If a police officer stops someone who he thinks is in possession of drugs, the police have powers to perform a search. 

“Nine times out of 10 the officer will pat them down and send them on their way,” Det Sgt Deans said.

“But the first thing that guy does is call up his mates and say come down to Brighton they’re a soft touch.

“When you call their bluff and we have had cases where we have charged people with possession with intent to supply whilst they still had drugs hidden inside them then you send a message.”

STREETS A SAFER PLACE AFTER CONVICTIONS

OPERATION Cooden was a plainclothed operation that targeted heroin and crack cocaine dealers in Brighton and Hove between June and December 2015, resulting in more than 50 arrests.

Nine of the most prolific and violent dealers targeted by the Organised Crime Investigation Team (OCIT) at Brighton Police Station have been jailed for more than 28 years for their part in a drug dealing operation. 

Ringleader of the “Ricky” line Remy Douieb, 22, of Stanford Avenue, Hassocks, was sentenced to six years. He held the phones drug users called with orders and directed runners to meet them. He was deemed to be the leader of the network. 

His right hand man was Damien George, 20, of South Park Drive, Ilford, Essex. 

After originally being jailed in June for five years and eight months, his sentence was increased for being unduly lenient by the Court of Appeal to seven years and eight months. 

Runners Scott Collins, 37, of Terminus Road, Brighton; Geoffrey Momoh, 24, of Hadley Grange, Harlow, Essex; Dean Temple, 38, of Sillwood Street, Brighton; and Sam Povall, 31, of no fixed address, were also handed custodial sentences for their parts in the operation. 

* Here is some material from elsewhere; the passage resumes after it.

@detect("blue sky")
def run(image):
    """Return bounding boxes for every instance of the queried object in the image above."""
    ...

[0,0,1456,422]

Charlie Magrino, who was 17 at the time of the offending, of Haringey, North London, was sentenced to two years, suspended for two years.

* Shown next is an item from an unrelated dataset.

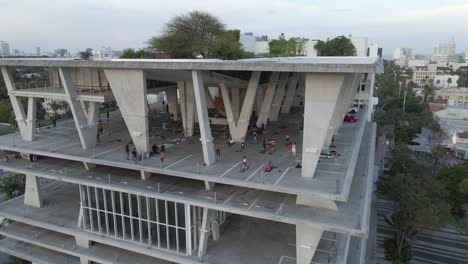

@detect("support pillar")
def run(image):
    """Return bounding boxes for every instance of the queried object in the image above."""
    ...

A 16-year-old boy and Harry Conain, 20, of Lynton Road, London, were stopped by officers in Madeira Place Brighton and found in possession of more than £2,000 worth of heroin and crack in November last year. 

Their arrests led detectives to Thomas Beaumont, 21, of Heath End Road, Bexley, Kent, and Darren O’Donnell, 34, of Aspley Court, Crawley – who were jailed last week for three years eight months and 20 months respectively. 

Judge Shani Barnes praised took the unusual step of praising the work of the OCIT’s work team. She described it as “the hallmark of an excellent operation borne out in the guilty pleas of the defendants”. 

She added: All these defendants pleaded guilty at a very early stage because of the weight of evidence placed upon them by you. “As the resident judge and a local resident, I say thank you and commend this team. I don’t often commend but this operation is one that I am in awe of.”